Uitspraak
GERECHTSHOF ARNHEM-LEEUWARDEN
1.[verzoekster] ,
verzoekers in hoger beroep,
Gerechtshof Arnhem-Leeuwarden
In deze zaak heeft het Gerechtshof Arnhem-Leeuwarden op 18 januari 2022 uitspraak gedaan in hoger beroep over de verlenging van de ondertoezichtstelling en de machtiging tot uithuisplaatsing van de minderjarigen [de minderjarige1] en [de minderjarige2]. De ouders, verzoekers in hoger beroep, hebben grieven ingediend tegen de beschikking van de kinderrechter in de rechtbank Overijssel van 7 mei 2021, waarin de ondertoezichtstelling en uithuisplaatsing werden verlengd. De ouders verzoeken het hof om deze beschikking te vernietigen en het verzoek van de gecertificeerde instelling (GI) tot verlenging van de ondertoezichtstelling en uithuisplaatsing af te wijzen.
Het hof heeft vastgesteld dat de minderjarigen sinds mei 2021 bij hun meerderjarige halfzus [de zus] verblijven en zich in deze omgeving positief ontwikkelen. De ouders hebben in het verleden te maken gehad met ondertoezichtstellingen en uithuisplaatsingen van de kinderen, en het hof heeft de noodzaak van de huidige maatregelen beoordeeld aan de hand van de wettelijke vereisten. Het hof oordeelt dat de kinderrechter terecht heeft besloten tot verlenging van de ondertoezichtstelling en de machtiging tot uithuisplaatsing, omdat de ontwikkeling van de kinderen ernstig wordt bedreigd indien zij terug zouden keren naar de ouders.

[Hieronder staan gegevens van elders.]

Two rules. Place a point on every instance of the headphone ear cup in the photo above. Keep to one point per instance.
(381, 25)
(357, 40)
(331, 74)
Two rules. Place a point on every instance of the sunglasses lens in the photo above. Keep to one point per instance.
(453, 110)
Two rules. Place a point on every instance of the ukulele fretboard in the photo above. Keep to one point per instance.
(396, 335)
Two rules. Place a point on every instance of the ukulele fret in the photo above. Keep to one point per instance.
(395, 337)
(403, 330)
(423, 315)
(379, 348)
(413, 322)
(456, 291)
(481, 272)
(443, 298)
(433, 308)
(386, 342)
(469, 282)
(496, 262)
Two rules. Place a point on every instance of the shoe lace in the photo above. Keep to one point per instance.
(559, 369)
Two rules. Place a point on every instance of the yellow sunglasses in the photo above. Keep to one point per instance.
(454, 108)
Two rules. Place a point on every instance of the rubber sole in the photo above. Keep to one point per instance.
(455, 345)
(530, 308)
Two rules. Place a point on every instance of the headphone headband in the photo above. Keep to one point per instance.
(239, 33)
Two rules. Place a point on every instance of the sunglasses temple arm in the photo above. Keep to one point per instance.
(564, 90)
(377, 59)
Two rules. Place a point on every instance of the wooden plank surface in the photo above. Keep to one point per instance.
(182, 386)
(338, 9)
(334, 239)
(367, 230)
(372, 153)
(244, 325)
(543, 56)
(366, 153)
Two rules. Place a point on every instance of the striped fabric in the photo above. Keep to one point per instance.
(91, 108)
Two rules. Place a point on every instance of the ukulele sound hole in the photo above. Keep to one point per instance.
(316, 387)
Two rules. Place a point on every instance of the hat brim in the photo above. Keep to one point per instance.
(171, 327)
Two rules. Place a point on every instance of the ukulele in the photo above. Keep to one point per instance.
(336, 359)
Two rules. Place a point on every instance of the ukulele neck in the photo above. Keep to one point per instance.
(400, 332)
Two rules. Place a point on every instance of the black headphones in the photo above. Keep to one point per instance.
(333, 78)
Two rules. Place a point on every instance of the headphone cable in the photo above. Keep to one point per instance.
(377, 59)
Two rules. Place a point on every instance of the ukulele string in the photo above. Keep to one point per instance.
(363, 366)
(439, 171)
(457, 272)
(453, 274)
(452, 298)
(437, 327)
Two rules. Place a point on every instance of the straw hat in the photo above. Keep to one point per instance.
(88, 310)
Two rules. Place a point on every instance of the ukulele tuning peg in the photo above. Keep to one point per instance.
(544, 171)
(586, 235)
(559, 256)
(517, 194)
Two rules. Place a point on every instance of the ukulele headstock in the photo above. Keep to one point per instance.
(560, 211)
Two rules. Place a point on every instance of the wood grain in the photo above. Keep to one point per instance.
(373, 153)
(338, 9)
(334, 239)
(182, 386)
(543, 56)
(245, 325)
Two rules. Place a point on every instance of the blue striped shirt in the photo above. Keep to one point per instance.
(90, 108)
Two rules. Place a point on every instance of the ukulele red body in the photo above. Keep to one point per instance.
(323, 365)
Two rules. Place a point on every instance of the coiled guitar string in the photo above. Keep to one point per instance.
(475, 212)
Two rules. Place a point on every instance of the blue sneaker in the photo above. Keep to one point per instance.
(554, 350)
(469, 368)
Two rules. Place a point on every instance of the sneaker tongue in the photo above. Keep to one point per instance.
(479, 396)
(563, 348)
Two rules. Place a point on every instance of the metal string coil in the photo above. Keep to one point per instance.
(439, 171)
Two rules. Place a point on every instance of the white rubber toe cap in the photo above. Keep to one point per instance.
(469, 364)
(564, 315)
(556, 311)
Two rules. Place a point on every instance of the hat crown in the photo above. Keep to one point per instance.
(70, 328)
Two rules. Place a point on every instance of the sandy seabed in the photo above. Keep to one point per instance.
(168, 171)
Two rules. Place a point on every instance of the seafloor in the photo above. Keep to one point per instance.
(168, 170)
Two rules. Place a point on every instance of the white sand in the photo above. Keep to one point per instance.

De ouders hebben aangevoerd dat de maatregelen in strijd zijn met artikel 8 van het Europees Verdrag tot bescherming van de rechten van de mens (EVRM) en artikel 9 van het Internationaal Verdrag inzake de Rechten van het Kind (IVRK). Het hof heeft deze argumenten verworpen en geconcludeerd dat de inmenging in het gezinsleven noodzakelijk en proportioneel is in het belang van de verzorging en opvoeding van de minderjarigen. De beslissing van het hof is om de beschikking van de kinderrechter te bekrachtigen, waarmee de ondertoezichtstelling en uithuisplaatsing van de minderjarigen worden voortgezet.